Not much can be done. 
ROBBYBOBBY64.


----------



## CanadianBottles (Nov 29, 2021)

The general recommendation is to let them dry for a while (not sure how long, I think a few weeks?) before washing, then wipe very gently.  Some just can't be saved though.


----------



## Newtothiss (Nov 29, 2021)

Darn. That may have worked.
Live and learn...


----------



## CanadianBottles (Nov 29, 2021)

Newtothiss said:


> Darn. That may have worked.
> Live and learn...


Hey at least it's not something more collectible!  If you had to ruin an ACL, a salt shaker is one of the better ones for that to happen to.  Now if you find something like a war milk, you'll want to be really careful with cleaning that one.


----------



## Mailman1960 (Nov 29, 2021)

CanadianBottles said:


> Hey at least it's not something more collectible!  If you had to ruin an ACL, a salt shaker is one of the better ones for that to happen to.  Now if you find something like a war milk, you'll want to be really careful with cleaning that one.


What's a War milk?


----------



## webe142 (Nov 29, 2021)

Mailman1960 said:


> What's a War milk?


During WWII, a lot of dairies put patriotic slogans on their bottles.  Here is one example.


----------



## Mailman1960 (Nov 29, 2021)

webe142 said:


> During WWII, a lot of dairies put patriotic slogans on their bottles.  Here is one example.


I thought he was talking about Milk Glass.


----------



## Newtothiss (Nov 29, 2021)

I'll keep my eye out for em'. Found quite a few milk bottles, only a couple that were cool though.


----------



## CanadianBottles (Nov 29, 2021)

Newtothiss said:


> I'll keep my eye out for em'. Found quite a few milk bottles, only a couple that were cool though.


If you're finding milk bottles at all that's a very good sign, most people returned all of them unless they accidentally broke one.  Could be some good ones if you can get into a slightly older layer.


----------



## Newtothiss (Nov 29, 2021)

So far the oldest that I've actually brought back was from 53, and just plain Jane.
 There's a whole mess of digging though...


----------



## ROBBYBOBBY64 (Nov 30, 2021)

CanadianBottles said:


> If you're finding milk bottles at all that's a very good sign, most people returned all of them unless they accidentally broke one.  Could be some good ones if you can get into a slightly older layer.
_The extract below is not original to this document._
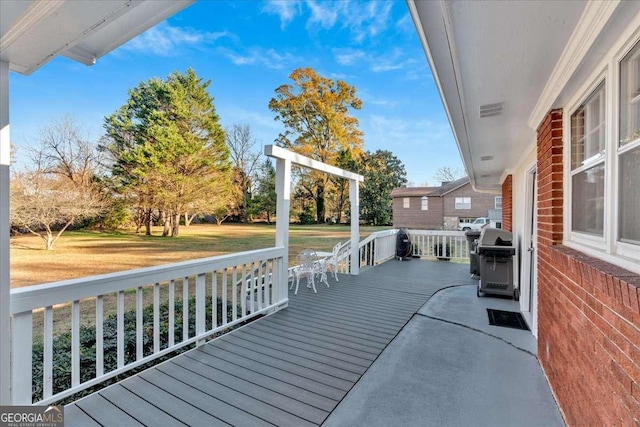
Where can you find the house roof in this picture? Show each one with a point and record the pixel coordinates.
(497, 64)
(444, 189)
(32, 32)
Some could not be returned. Maybe the place closed down. If they didn't end up in the basement or garage they ended up in the trash.
ROBBYBOBBY64.


----------



## webe142 (Dec 1, 2021)

I haven't found a good way to clean a dug ACL.  I've tried letting them sit and dry without success.  I've got a Deleware Punch I've been letting dry for a couple months now.  I can't bring myself to clean it.  I've watched to many acls just wipe away with the dirt.


----------